Find a vector NOT perpendicular to a given set of vectors

Question

Let us suppose to have a finite set of vectors $S=\{v_1,\ldots,v_m\}$ in $\mathbb{R}^n$ (with $m \gg n$ in general). I need to find a vector $x \in \mathbb{R}^n$ that is NOT perpendicular to any vector in $S$. The existence of such a vector $x$ is guaranteed, moreover almost every vector in $\mathbb{R}^n$ satisfies this property. But I need to find an algorithm to determine a vector with these properties, I cannot close my eyes and choose.

Any ideas?

EDIT1: in my case, the vectors in $S$ have some "symmetries" in the sense that they are generated by permutation and change of signs of a few vectors in $S$

EDIT2: $v_1+\ldots+v_m=0 \in \mathbb{R}^n$

EDIT3: I simplified the solution proposed by Tom Collinge. We define a sequence $\{x_i\}_{i=1}^m$ such that $x_m=x$ is what we are looking for. First define $x_1=v_1$, so $x_1 \cdot v_1 \ne 0$ and they are not perpendicular (obviously). Then, recursively, define for $k \in \{2,\ldots,m\}$ $$ x_k=\begin{cases} x_{k-1}+2v_k & \text{if }x_{k-1}=-v_k\\ x_{k-1}+v_k & \text{otherwise} \end{cases}. $$ By construction we have that $x_k \cdot v_i \ne 0$ for $i \le k$, then $x_m \cdot v_i \ne 0$ for all $v_i \in S$, so $x=x_m$ is not perpendicular to every element in $S$. Can it works?

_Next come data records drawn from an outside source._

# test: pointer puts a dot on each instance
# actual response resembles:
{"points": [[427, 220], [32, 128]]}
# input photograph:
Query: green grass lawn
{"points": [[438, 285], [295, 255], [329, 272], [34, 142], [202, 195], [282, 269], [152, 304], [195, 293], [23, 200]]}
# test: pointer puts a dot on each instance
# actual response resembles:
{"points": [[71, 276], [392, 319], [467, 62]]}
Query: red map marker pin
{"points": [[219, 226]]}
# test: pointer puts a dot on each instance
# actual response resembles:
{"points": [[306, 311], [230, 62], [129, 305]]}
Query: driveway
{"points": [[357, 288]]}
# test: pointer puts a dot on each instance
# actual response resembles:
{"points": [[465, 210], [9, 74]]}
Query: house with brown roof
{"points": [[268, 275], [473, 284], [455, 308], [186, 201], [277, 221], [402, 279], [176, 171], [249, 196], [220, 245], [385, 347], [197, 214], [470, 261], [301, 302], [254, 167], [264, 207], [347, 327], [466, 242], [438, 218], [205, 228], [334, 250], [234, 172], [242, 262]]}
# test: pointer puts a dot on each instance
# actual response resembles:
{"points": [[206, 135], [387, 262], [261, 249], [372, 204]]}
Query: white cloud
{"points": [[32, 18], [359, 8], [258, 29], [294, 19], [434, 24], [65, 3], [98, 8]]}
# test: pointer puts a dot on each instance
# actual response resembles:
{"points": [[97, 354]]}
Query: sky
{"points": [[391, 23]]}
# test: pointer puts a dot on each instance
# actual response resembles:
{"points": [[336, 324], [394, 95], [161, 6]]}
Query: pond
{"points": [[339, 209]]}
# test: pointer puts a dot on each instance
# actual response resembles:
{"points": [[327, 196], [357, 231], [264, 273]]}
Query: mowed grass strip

EDIT4: As pointed out, the algorithm proposed in EDIT3 does not work

Answer 1

Here is an algorithm that will work, although it might not work well in practice (because it might involve very large numbers). Reorder your vectors so that $v_2, \ldots, v_k$ are the vectors orthogonal to $v_1$, and $v_{k+1}, \ldots, v_m$ are not orthogonal to $v_1$. Recursively solve the problem for the vectors $v_2, \ldots, v_k$, so that you get a vector $y$ which is not orthogonal to any of $v_2, \ldots, v_k$. (If $k = 1$, i.e. there are no vectors in the set orthogonal to $v_1$, you can take any non-zero vector.)

Now define $$ \alpha = \max\left\{\left|\frac{\langle y, v_i\rangle}{\langle v_1, v_i\rangle}\right| \mid i \in \{k+1, \ldots, m\}\right\} + 1. $$ Then set $x = \alpha v_1 + y$. For $i \in \{2, \ldots, k\}$ we have $$ \langle x, v_i\rangle = \langle \alpha v_1 + y, v_i\rangle = \langle y, v_i\rangle \neq 0 $$ by definition of $y$. For $i \in \{k+1, \ldots, m\}$ we have $$ \langle x, v_i\rangle = \alpha\langle v_1, v_i\rangle + \langle y, v_i\rangle. $$ Now if this were to equal zero, we would have $$ \alpha = \frac{-\langle y, v_i\rangle}{\langle v_1, v_i\rangle} $$ which contradicts the definition of $\alpha$. Therefore $x$ is a vector which is not orthogonal to any element of the original set.

Answer 2

If you can implement on a computer, perhaps the following would work.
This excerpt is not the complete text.